25 February 2013
Author: Roger Harrabin
A technological revolution is needed for Europe to end the controversial practice of discarding fish, according to the EU’s fisheries commissioner.
Maria Damanaki is calling for boats to be fitted with smart nets to filter out fish which would later be discarded as too small or above quota. And she wants more on-board cameras to ensure that crews cannot cheat on fishing rules. She told BBC News that the hoped-for reform of the Common Fisheries Policy could not happen unless fishermen harnessed new technology. Spy-in-the-wheelhouse CCTV cameras trialled in the UK are said to have cut cod discards from 38% to just 0.2%.

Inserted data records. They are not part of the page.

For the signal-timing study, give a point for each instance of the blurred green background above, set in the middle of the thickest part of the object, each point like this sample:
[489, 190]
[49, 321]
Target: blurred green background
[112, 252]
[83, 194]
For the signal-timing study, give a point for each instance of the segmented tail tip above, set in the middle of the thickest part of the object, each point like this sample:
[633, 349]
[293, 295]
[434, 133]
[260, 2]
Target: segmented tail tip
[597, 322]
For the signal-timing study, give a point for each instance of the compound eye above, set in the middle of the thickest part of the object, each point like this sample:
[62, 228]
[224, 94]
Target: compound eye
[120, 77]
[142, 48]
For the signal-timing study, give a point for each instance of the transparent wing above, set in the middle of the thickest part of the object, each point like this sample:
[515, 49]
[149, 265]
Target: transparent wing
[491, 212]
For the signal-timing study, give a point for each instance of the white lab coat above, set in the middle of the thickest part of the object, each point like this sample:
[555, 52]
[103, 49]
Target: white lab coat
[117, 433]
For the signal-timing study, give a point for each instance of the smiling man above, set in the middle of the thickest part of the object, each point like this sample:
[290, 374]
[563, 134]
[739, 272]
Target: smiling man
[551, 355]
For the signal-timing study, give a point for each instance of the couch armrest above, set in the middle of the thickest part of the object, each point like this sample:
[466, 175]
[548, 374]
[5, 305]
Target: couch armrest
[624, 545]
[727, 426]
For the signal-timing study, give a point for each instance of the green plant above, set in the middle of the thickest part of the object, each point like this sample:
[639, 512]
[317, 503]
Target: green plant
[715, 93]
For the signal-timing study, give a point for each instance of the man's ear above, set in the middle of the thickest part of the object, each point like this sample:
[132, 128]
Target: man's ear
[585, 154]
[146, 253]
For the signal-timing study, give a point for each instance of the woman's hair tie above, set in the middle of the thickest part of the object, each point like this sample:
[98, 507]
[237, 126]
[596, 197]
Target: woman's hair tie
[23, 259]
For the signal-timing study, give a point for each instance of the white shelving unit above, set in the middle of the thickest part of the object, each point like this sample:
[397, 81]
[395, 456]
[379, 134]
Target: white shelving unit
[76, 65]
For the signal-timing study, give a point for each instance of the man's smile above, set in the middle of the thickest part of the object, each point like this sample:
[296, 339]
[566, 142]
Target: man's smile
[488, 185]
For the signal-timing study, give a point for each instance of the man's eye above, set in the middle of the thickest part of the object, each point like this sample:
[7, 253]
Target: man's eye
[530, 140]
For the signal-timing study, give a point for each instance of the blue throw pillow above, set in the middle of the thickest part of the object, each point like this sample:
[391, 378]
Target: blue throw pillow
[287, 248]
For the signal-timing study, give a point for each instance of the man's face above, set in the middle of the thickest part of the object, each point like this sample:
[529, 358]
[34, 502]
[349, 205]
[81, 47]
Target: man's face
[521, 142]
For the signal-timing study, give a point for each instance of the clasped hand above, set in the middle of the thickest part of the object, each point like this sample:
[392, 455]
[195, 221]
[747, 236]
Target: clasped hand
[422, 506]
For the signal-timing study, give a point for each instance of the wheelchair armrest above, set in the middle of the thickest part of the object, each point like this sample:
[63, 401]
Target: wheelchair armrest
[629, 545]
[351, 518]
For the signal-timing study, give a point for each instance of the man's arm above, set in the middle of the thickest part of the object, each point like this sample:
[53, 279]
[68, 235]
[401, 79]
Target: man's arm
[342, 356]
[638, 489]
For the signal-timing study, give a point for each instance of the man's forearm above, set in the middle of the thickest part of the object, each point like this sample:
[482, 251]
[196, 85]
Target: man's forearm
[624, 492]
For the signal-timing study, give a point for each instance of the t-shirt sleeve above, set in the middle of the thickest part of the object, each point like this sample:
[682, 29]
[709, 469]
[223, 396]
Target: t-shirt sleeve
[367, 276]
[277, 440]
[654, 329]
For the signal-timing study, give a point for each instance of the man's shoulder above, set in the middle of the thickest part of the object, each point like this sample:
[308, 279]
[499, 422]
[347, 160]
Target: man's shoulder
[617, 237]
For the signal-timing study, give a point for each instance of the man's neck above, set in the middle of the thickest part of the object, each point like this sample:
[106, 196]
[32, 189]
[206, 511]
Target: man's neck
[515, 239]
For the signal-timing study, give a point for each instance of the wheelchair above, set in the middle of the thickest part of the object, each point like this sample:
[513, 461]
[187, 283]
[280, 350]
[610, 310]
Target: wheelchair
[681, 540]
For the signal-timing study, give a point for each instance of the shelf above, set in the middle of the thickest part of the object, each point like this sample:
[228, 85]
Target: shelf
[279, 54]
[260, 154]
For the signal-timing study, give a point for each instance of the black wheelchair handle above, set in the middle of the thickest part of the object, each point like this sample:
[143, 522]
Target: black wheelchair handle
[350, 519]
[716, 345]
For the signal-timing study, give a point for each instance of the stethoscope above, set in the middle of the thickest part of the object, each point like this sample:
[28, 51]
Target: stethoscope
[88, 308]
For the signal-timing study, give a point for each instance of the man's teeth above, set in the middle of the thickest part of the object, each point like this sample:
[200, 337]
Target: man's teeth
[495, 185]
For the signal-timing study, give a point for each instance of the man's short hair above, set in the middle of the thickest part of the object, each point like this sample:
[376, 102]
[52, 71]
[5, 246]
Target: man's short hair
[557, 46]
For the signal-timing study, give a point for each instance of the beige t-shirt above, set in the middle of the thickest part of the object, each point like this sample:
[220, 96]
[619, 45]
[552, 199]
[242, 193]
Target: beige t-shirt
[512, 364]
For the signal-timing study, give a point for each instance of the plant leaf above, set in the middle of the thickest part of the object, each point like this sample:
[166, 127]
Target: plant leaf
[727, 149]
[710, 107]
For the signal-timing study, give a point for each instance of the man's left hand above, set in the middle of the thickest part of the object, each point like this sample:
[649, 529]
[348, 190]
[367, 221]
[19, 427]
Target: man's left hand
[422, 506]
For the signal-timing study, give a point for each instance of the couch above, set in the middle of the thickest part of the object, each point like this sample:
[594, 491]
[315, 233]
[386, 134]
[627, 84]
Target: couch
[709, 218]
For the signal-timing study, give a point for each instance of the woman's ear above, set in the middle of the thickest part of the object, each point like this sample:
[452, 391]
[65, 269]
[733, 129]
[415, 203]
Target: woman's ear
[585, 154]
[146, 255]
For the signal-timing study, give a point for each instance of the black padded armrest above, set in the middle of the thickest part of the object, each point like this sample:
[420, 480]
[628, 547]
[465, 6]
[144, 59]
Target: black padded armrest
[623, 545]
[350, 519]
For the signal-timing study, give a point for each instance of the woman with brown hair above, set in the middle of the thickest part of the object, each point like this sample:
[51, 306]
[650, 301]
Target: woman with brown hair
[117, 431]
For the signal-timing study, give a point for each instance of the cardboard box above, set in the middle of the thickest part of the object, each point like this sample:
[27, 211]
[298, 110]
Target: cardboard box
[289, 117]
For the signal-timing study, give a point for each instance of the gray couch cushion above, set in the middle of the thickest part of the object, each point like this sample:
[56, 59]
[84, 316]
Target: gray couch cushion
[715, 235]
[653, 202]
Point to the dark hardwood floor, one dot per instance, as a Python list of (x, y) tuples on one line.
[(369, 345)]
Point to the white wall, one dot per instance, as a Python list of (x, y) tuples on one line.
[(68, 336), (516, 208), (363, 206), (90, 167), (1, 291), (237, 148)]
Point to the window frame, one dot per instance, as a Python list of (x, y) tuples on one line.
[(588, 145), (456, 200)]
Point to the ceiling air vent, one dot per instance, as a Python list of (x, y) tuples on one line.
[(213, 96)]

The other key technology is fishing net design, which Ms Damanaki says is the single most important component of fisheries reform. One innovation is a slanting plastic grid at the centre of a trawl net. Large fish are diverted by the grid into the keep end of the net whilst young fish and shrimps pass through the slots. The grid is bendable so it can be wound up with fishing gear.
The Rollerball net is another recent arrival. Traditional beam trawlers seeking flatfish drag heavy gear along the sea bed, churning up the sand and destroying much that lies in their path. Rollerball runs over the seabed on what look like beach-balls. It is said to reduce damage and drag by between 11 and 16%, and there are hopes for further improvements. Cutting drag also trims fuel bills and pollution.